“There was never a time in my life,” she continued softly, “when I felt that I needed a friend more. I am afraid that my sister has prejudiced you against me, Mr. Tavernake. Beatrice is very young, and the young are not always sympathetic, you know. They do not make allowances, they do not understand.”
“Why did you tell Mr. Dowling things which were not true?” he asked bluntly.
She sighed, and looked down at the handkerchief with which she had been toying.
“It was a very silly piece of conceit,” she admitted, “but, you see, I had to tell him something.”
“Why did you come to the office at all?” he continued.
“Do you really want to know that?” she whispered softly.
“Well,—”
“I will tell you,” she went on suddenly. “It sounds foolish, in a way, and yet it wasn’t really, because, you see,”—she smiled at him—” I was anxious about Beatrice. I saw you come out of the office that morning, and I recognized you at once. I knew that it was you who had been with Beatrice. I made an excuse about the house to come and see whether I could find you out.”
Tavernake, in whom the vanity was not yet born, missed wholly the significance of her smile, her trifling hesitation.
“All that,” he declared, “is no reason why you should have told Mr. Dowling that your husband was a millionaire and had given you carte blanche about taking a house.”
“Did I mention—my husband?”
“Distinctly,” he assured her.
For the first time she had faltered in her speech. Tavernake felt that she herself was shaken by some emotion. Her eyes for a moment were strangely-lit; something had come into her face which he did not understand.

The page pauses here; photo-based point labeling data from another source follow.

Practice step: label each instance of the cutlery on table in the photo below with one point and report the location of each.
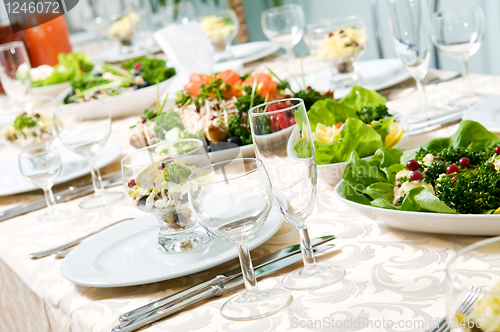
(465, 308)
(48, 252)
(257, 263)
(64, 195)
(214, 290)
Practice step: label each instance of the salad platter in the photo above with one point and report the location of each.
(450, 185)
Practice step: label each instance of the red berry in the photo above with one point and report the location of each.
(412, 165)
(416, 176)
(464, 162)
(452, 169)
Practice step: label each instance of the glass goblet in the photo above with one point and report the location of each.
(472, 277)
(221, 27)
(339, 42)
(41, 166)
(15, 71)
(155, 180)
(458, 32)
(283, 141)
(233, 200)
(284, 25)
(84, 129)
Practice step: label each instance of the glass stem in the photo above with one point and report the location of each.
(247, 269)
(49, 198)
(96, 179)
(421, 92)
(465, 76)
(306, 248)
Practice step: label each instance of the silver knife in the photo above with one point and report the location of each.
(219, 279)
(67, 194)
(216, 290)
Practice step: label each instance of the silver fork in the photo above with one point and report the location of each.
(465, 308)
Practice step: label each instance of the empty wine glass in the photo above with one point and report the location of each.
(15, 71)
(84, 128)
(283, 141)
(221, 27)
(339, 42)
(472, 278)
(284, 25)
(41, 166)
(233, 200)
(458, 32)
(409, 25)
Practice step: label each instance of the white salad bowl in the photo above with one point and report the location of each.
(128, 103)
(427, 222)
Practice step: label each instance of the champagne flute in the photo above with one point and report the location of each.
(458, 32)
(84, 128)
(283, 141)
(232, 199)
(409, 25)
(284, 25)
(41, 166)
(15, 71)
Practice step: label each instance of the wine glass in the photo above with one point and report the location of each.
(84, 128)
(155, 181)
(221, 27)
(41, 166)
(473, 274)
(458, 32)
(284, 25)
(339, 42)
(233, 200)
(15, 71)
(283, 141)
(409, 25)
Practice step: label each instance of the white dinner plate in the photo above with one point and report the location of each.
(249, 52)
(126, 255)
(486, 112)
(73, 166)
(440, 223)
(376, 75)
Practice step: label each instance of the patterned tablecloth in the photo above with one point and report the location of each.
(394, 281)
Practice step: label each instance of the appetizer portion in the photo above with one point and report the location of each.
(162, 190)
(29, 129)
(360, 122)
(112, 80)
(458, 174)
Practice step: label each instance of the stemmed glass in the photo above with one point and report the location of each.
(84, 128)
(221, 27)
(233, 199)
(284, 25)
(473, 274)
(458, 32)
(15, 71)
(409, 25)
(41, 166)
(282, 139)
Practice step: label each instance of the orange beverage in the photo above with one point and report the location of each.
(46, 41)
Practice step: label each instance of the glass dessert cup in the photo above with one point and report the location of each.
(155, 180)
(472, 278)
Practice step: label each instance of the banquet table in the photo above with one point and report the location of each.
(394, 279)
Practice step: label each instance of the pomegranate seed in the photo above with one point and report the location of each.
(416, 176)
(412, 165)
(464, 162)
(452, 169)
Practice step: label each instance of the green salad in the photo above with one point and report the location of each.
(359, 122)
(457, 174)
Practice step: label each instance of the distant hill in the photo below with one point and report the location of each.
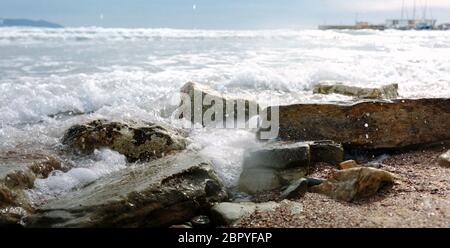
(27, 23)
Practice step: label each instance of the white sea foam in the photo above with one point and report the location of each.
(134, 74)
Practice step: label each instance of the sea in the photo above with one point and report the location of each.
(51, 79)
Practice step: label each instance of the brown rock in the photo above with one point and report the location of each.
(137, 142)
(444, 159)
(354, 183)
(369, 125)
(326, 151)
(348, 165)
(18, 171)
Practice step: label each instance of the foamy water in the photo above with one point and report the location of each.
(135, 74)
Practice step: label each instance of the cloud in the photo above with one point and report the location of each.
(386, 5)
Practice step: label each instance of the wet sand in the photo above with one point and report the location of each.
(419, 198)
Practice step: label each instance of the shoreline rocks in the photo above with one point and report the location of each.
(444, 159)
(348, 165)
(389, 91)
(199, 94)
(355, 183)
(230, 213)
(280, 163)
(159, 193)
(369, 125)
(18, 172)
(135, 141)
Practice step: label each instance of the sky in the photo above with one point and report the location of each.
(217, 14)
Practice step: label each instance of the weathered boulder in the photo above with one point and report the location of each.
(297, 189)
(201, 98)
(387, 92)
(444, 159)
(353, 184)
(135, 141)
(228, 213)
(368, 125)
(18, 171)
(280, 163)
(254, 180)
(278, 155)
(326, 151)
(348, 165)
(162, 192)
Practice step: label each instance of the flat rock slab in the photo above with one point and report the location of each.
(144, 141)
(279, 163)
(355, 183)
(369, 125)
(163, 192)
(229, 213)
(444, 159)
(18, 171)
(389, 91)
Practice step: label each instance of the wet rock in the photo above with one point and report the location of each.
(279, 163)
(201, 221)
(290, 175)
(355, 183)
(183, 226)
(348, 165)
(444, 159)
(228, 213)
(369, 125)
(199, 94)
(297, 189)
(326, 151)
(313, 181)
(18, 171)
(254, 180)
(278, 155)
(387, 92)
(162, 192)
(135, 141)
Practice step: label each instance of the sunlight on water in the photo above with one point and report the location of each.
(51, 79)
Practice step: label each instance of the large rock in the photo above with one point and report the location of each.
(353, 184)
(368, 125)
(135, 141)
(387, 92)
(163, 192)
(278, 155)
(18, 171)
(297, 189)
(254, 180)
(326, 151)
(228, 213)
(444, 159)
(279, 163)
(199, 98)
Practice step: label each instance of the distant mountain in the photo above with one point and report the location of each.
(27, 23)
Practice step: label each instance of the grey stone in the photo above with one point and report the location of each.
(162, 192)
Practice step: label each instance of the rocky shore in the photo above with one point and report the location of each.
(365, 163)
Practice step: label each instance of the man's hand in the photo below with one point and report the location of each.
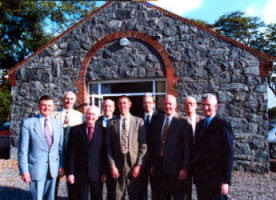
(224, 188)
(151, 170)
(61, 172)
(26, 177)
(182, 174)
(114, 171)
(136, 171)
(71, 179)
(103, 178)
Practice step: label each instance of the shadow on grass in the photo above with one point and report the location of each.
(11, 193)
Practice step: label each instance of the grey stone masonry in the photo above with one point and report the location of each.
(203, 63)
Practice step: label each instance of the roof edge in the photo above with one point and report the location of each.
(14, 68)
(218, 35)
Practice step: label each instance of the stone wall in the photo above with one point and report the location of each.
(203, 63)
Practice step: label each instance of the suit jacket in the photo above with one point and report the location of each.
(177, 147)
(86, 160)
(213, 159)
(137, 141)
(34, 155)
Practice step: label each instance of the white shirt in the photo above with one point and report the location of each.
(42, 122)
(193, 122)
(148, 114)
(75, 117)
(164, 122)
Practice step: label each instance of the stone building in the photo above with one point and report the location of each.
(134, 48)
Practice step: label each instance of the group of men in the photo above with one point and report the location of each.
(128, 153)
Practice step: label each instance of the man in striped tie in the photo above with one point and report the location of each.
(40, 151)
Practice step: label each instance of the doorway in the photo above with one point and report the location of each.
(134, 89)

Then it passed. The delightful smile, half deprecating, half appealing, once more parted her lips; the gleam of horror no longer shone in her blue eyes.
“I am always so foolish about money,” she declared, “so ignorant that I never know how I stand, but really I think that I have plenty, and a hundred or two more or less for rent didn’t seem to matter much.”
It was a point of view, this, which Tavernake utterly failed to comprehend. He looked at her in surprise.
“I suppose,” he protested, “you know how much a year you have to live on?”
She shook her head.
“It seems to vary all the time,” she sighed. “There are so many complications.”
He looked at her in amazement.
“After all,” he admitted, “you don’t look as though you had much of a head for figures.”
“If only I had some one to help me!” she murmured.
Tavernake moved uneasily in his chair. His sense of danger was growing.
“If you will excuse me now,” he said, “I think that I must be getting back. I am an employee at Dowling, Spence & Company’s, you know, and my time is not quite my own. I only came because I promised to.”